Animal Demography Unit
- Motto: To contribute to the understanding of animal populations, especially population dynamics, and thus provide input to their conservation.
- Established: 1991
- Director: Emeritus Professor Les Underhill
- Location: Cape Town, Western Cape, South Africa
- Website: adu.org.za/about.php

= Animal Demography Unit =

Research unit of the University of Cape Town

The Animal Demography Unit (ADU) is a formally recognized research unit of the University of Cape Town (UCT) located within the Department of Biological Sciences of UCT. (The Department of Biological Sciences was formed from the merger of the Department of Botany and the Department of Zoology at the start of the 2013 academic year). The Animal Demography Unit, popularly known as the ADU, was responsible for the management of the First and Second Southern African Bird Atlas Projects SABAP1 and SABAP2. The unit has submitted over eight million georeferenced biodiversity records to GBIF.

==History==
The Animal Demography Unit (formerly the Avian Demography Unit), or ADU as it is mostly known in the vernacular, is a research unit of the University of Cape Town. Initially it was built on the nucleus of the South African Bird Ringing Unit (SAFRING) and the Southern African Bird Atlas Project (SABAP). The ADU was established in December 1991 within the Department of Statistical Sciences at the University of Cape Town. Over the years, the ADU has grown far beyond its starting point.

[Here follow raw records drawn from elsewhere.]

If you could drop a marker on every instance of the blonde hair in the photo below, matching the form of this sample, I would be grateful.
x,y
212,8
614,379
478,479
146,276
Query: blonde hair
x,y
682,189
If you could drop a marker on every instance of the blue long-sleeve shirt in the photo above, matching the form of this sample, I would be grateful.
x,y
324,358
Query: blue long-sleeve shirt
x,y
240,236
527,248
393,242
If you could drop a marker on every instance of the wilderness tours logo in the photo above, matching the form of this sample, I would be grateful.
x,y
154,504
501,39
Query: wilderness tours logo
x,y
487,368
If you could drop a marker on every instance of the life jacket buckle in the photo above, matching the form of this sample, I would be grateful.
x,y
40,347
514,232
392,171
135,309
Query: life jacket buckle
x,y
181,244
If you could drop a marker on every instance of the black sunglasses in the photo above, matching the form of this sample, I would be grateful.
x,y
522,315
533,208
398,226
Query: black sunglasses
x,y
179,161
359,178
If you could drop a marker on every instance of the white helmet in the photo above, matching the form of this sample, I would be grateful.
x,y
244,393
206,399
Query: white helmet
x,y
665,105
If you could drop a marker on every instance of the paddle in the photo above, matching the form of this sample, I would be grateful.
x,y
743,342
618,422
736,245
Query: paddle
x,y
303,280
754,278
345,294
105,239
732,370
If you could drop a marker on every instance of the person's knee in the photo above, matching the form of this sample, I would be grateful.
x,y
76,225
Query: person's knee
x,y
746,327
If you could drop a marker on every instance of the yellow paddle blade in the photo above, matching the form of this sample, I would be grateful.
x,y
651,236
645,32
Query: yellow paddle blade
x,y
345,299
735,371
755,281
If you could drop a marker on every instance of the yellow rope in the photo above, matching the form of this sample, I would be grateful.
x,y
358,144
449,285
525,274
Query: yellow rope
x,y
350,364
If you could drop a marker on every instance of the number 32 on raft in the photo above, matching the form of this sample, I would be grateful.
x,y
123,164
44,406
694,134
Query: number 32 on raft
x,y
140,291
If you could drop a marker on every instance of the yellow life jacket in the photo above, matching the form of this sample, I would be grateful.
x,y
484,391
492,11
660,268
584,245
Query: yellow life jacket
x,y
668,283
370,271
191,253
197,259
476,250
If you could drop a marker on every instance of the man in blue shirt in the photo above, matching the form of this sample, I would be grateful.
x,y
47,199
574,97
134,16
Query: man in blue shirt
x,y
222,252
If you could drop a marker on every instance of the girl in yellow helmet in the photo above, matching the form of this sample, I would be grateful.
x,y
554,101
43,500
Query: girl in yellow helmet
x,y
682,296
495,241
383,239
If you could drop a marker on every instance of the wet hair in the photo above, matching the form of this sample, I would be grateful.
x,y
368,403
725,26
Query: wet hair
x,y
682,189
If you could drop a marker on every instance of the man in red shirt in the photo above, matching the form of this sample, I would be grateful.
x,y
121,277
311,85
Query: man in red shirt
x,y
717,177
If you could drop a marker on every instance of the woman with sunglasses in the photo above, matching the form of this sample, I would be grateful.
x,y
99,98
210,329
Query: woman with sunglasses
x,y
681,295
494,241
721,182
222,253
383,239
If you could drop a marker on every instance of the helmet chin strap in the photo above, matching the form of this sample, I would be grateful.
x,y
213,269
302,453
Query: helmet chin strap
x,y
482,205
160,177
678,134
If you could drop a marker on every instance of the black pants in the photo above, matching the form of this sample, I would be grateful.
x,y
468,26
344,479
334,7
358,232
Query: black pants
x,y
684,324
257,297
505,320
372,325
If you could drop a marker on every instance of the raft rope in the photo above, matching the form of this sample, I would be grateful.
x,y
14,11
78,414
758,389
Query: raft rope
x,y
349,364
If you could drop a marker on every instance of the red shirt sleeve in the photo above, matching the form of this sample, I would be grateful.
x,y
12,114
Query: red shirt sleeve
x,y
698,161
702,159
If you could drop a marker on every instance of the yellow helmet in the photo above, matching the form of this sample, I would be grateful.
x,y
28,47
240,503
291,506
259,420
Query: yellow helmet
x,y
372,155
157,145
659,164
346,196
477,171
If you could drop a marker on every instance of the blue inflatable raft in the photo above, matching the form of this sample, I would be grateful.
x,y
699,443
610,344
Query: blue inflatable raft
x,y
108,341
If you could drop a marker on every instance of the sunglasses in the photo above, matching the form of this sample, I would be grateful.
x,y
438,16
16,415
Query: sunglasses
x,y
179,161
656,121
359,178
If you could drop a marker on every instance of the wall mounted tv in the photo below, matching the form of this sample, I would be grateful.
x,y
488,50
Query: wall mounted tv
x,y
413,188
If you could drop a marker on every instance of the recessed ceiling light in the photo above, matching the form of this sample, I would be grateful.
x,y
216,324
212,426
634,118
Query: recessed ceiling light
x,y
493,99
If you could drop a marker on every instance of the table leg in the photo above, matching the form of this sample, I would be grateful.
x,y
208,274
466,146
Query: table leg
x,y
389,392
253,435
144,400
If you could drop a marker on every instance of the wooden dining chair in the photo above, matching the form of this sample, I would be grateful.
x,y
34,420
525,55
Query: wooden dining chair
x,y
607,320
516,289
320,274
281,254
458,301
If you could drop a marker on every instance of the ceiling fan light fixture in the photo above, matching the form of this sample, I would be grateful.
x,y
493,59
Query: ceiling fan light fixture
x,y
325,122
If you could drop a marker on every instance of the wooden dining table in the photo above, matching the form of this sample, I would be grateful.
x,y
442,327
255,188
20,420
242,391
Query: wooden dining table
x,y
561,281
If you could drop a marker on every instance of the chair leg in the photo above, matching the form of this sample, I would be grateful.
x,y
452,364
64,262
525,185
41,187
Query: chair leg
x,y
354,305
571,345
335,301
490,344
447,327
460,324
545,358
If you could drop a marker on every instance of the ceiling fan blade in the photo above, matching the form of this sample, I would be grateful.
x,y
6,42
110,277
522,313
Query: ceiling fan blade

The concept on which the ADU is based can be traced back to 1983, when a workshop was held in Johannesburg on the establishment of a Bird Populations Data Bank for South Africa. This workshop was held in conjunction with a "Birds and Man" symposium which had been organised by the Southern African Ornithological Society (now BirdLife South Africa).

The ADU has continued to be closely associated with BirdLife South Africa. and has a formal partnership relationship with that organization, with the objective of fostering the development of further ornithological projects. This close association is appropriate because much of the research of the ADU continues to focus on large scale demographic studies in which participation by amateurs is a vital element.

Over the past years, the ADU has expanded the range of projects for which it is responsible. This website provides information on them, and the people who undertake them.